China’s three largest airlines are likely to report their strongest annual profits in years this week, as soaring travel demand and foreign exchange gains more than make up for a drop-in income-per-passenger and the rising cost of fuel.
Analysts estimate China Southern Airlines Co Ltd, the country’s largest carrier by passenger numbers, will report net income on Monday of about 6.4 billion yuan ($1.01 billion), its highest in 11 years as a listed firm, showed data from Thomson Reuters.
Later in the week, Air China Ltd is expected to report its biggest profit since 2010, and China Eastern Airlines Corp Ltd is forecast to book its best result since at least 1996.
Driving profit is a tourism boom which saw more than 5 billion domestic trips made last year, 12.8 percent over 2016, plus 129 million overseas trips, up 5.7 percent, showed data from the China National Tourism Administration.
Foreign currency exchange yuan gains are also likely to add “a few billion Chinese yuan renminbi” to each carrier’s earnings, analysts said.

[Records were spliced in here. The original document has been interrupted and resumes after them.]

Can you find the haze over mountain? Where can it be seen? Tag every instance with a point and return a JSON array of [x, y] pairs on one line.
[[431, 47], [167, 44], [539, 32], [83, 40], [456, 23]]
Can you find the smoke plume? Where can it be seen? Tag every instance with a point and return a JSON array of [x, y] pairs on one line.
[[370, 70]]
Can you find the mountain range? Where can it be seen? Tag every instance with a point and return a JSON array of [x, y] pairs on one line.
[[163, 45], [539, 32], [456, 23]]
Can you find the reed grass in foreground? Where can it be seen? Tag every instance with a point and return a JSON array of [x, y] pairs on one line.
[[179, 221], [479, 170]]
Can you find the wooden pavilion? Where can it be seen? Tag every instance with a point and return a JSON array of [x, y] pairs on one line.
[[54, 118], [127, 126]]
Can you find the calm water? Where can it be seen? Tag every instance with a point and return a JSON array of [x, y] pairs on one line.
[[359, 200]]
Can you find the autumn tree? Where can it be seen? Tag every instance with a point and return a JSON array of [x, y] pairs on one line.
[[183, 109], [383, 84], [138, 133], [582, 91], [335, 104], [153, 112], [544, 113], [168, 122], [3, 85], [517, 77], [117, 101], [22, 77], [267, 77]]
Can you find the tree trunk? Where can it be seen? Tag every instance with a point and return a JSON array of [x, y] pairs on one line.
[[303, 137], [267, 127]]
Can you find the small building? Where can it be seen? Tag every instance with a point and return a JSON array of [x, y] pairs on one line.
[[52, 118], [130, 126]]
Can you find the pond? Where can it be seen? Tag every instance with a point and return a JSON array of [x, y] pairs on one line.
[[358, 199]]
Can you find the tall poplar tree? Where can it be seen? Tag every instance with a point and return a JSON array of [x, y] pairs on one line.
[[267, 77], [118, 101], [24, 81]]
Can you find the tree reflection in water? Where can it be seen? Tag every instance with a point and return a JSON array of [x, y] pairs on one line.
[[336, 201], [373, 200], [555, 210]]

The Chinese yuan currency has risen about 10 percent in value against the U.S. dollar since the start of 2017. This has helped cut the cost of financing aircraft purchases with dollar-denominated loans.
The rate at which the airlines have bought planes and opened less-profitable international routes has outpaced passenger growth, impacting returns. China Southern, for instance, reported a passenger yield of 0.50 yuan per revenue passenger kilometre in 2016, from 0.67 yuan in 2011.
As of June, the three carriers had a combined fleet of owned and leased aircraft of 1,924 planes, from 1,868 at the same time a year earlier. International routes opened last year include Guangzhou-Vientiane and Shanghai-Cebu.
Rising prices of jet fuel, airlines’ single largest cost, is also eating into profits. As of March 16, the price has risen 28 percent year-on-year to $78.2 per barrel, showed the International Air Transport Association’s jet fuel price monitor.